A method for regional mapping of phyllic and argillic hydrothermal alteration using Advanced Spaceborne Thermal Emission and Reflection Radiometer (ASTER) data has been developed. ASTER measures reflected radiation in 3 bands between 0.52 and 0.86 μm and in 6 bands from 1.6 to 2.43 μm with 15-m, and 30-m resolution, respectively. Environment for Visualizing Images (ENVI) logical operators are used to perform multiple band ratios and thresholds that can be applied to a scene in one algorithm, thus eliminating separate production and application of vegetation and dark pixel masks. Argillic and phyllic logical operator algorithms mask green vegetation using a band 3/2 ratio that defines the 0.66 μm chlorophyll absorption feature, thresholds band 4 to eliminate pixels with low albedo that contain abnormally high band 5 and band 9 values, and maps argillic and phyllic alteration using band ratios 4/5, 4/6, 5/6, and 6/7 that delineate the Al-OH absorption features at 2.17 μm and 2.20 μm. A byte image is produced for each alteration type and converted to vector format for use in other datasets.
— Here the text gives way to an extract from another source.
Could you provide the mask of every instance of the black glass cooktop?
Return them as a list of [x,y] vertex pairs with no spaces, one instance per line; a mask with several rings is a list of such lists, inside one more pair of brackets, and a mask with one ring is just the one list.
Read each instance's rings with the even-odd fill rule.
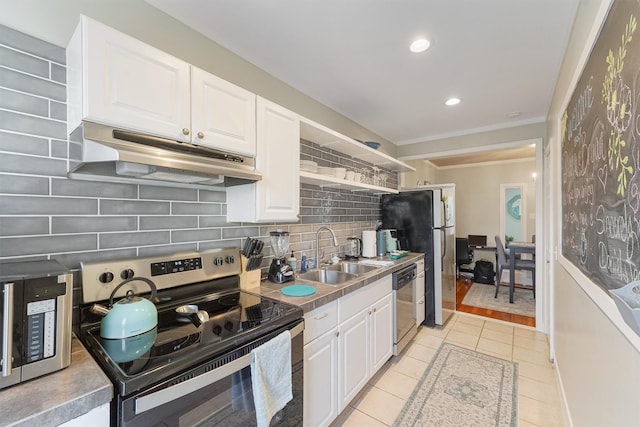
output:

Accurate calibration of ASTER data is critical because ASTER ratio values for each logical operator were determined from library and image spectra that have been calibrated using in situ reflectance data that define Al-OH absorption features in the 2.17 to 2.20 μm region. ASTER band 5 reflectance values at 2.17 μm are typically 5 to 12 percent lower than reflectance data measured in the field. Hyperion satellite data are used to correct the band 5 anomaly. Hyperion data, which have 196 spectral bands in the 0.45 to 2.4 μm region, are converted to reflectance, resampled to ASTER bandpasses, and used to calibrate ASTER band 5 using difference values from band 5/6 ratios of ASTER and Hyperion-convolved ASTER data.

The calibration and mapping method has been tested at Cuprite, Nevada using an ASTER simulated Airborne Visible/Infrared Imaging Spectrometer (AVIRIS) dataset and ASTER AST07 reflectance dataset. Of total alteration mapped, 95 percent of the argillic alteration and 72 percent of muscovite-bearing phyllitic schist mapped in the AST07 dataset was mapped in the AVIRIS-convolved ASTER dataset. This mapping method has been applied to a 62-scene mosaic in the High Zagros Mountains, Iran and a 30-scene mosaic in eastern Afghanistan.